Vandana Shiva: Nous vivons dans un monde essentiellement composé de relations. Nous ne sommes pas des atomes isolés, fragmentés et seuls. Nous ne sommes pas séparés de la nature. Ceci est une illusion construite par le paradigme cartésien, newtonien, mécaniste, qui structure notre architecture intellectuelle depuis la révolution industrielle – et qui n’est rien de plus qu’une voie de l’humanité focalisée sur les énergies fossiles, voie dont progressivement nous apercevons l’impasse. C’est en fait la raison d’être de tout l’accord de la COP 21 de Paris sur le climat: la prise de conscience que nous avons fait 200 ans de mauvais choix énergétique. Mais c’est également devenu une chance pour nous aujourd’hui afin de remettre en question toute notre façon de penser. L’âge des combustibles fossiles a fait d’énormes dégâts dans le cerveau humain et sa façon d’envisager le monde. Et d’immenses dégâts d’abord dans la nourriture que nous mangeons: nous ne mangeons plus de nourriture, mais du pétrole. Et cela mène également à l’illusion que nous sommes séparés de la nature, et que d’une manière ou d’une autre nous en sommes maîtres et conquérants. Cette idée de séparation avec la nature sert ensuite à définir la société humaine comme composée d’individus atomisés, en concurrence et guerre les uns contre les autres. Ainsi nous avons besoin d’un chef pour maintenir l’ordre.

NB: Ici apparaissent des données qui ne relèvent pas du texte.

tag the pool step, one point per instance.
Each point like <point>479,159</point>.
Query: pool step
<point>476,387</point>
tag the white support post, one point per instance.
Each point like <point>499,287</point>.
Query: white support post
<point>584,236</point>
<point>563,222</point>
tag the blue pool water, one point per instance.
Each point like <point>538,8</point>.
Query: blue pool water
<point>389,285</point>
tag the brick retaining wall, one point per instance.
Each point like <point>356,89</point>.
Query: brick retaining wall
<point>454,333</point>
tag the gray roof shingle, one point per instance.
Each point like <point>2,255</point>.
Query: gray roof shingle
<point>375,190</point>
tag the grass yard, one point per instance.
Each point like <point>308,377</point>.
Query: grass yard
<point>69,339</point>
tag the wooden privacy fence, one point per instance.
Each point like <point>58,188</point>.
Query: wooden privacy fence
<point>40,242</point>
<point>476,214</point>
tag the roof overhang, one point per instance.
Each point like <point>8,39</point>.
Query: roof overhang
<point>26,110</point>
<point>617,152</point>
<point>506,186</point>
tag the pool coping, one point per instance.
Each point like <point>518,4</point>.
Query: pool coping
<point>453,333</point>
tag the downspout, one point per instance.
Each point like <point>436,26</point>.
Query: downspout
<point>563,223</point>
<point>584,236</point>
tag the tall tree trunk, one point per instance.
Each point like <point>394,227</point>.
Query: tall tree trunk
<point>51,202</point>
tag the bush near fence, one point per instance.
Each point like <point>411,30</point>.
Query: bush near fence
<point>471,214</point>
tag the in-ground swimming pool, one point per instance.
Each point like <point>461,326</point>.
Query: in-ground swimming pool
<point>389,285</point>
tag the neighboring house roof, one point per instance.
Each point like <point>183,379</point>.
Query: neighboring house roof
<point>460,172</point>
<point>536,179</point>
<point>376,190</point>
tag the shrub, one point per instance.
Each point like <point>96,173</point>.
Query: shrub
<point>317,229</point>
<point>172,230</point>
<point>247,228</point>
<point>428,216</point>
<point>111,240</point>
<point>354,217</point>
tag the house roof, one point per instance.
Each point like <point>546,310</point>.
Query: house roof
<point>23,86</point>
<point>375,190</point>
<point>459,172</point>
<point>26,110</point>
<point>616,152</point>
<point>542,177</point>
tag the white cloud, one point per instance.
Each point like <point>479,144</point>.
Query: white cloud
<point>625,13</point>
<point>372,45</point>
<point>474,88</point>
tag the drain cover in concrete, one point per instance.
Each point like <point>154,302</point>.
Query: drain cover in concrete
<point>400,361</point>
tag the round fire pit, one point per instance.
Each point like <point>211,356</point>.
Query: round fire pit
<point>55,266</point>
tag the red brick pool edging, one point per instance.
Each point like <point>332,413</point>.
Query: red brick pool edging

Et bien non! Le monde est un monde de relations. C’est un monde d’êtres auto-organisés dans des relations mutuellement bénéfiques. Si nous devons récupérer notre capacité à être vraiment libres, nous devons comprendre notre relation avec la Terre, qui détermine nos modes de vie et nos relations au sein de notre communauté. Tout cela signifie réclamer nos biens communs. C’est quand nous commençons à nous rendre compte que la nature de la vie est organisée, que la «toile de la vie» est notre bien commun, que nous cessons alors d’imaginer qu’un Monsanto ou un Bayer mettant un gène toxique dans une plante sont en train d’inventer une nouvelle forme de vie. Non! Une graine est une graine – elle se reproduit et se multiplie par elle-même. Malheureusement, lorsque vous y mettez un contaminant, elle se multiplie également avec le contaminant. Mais elle n’est pas fabriquée par ce contaminant. La graine existe par elle-même. Juste comme une rivière coule d’elle-même. Si quelqu’un y met du mercure, celui-ci constitue alors une partie de la rivière, mais il ne fait pas la rivière. Ce sont donc des illusions fondamentales entretenues par les firmes de propager l’idée qu’elles sont des inventeurs de nouvelles semences, pour promouvoir les OGM notamment. Ce ne sont pas des « inventeurs ». Ces multinationales sont là pour s’approprier les semences. Leur seule préoccupation est leur droit à percevoir des redevances, et elles poussent par leurs actions nos agriculteurs à se suicider.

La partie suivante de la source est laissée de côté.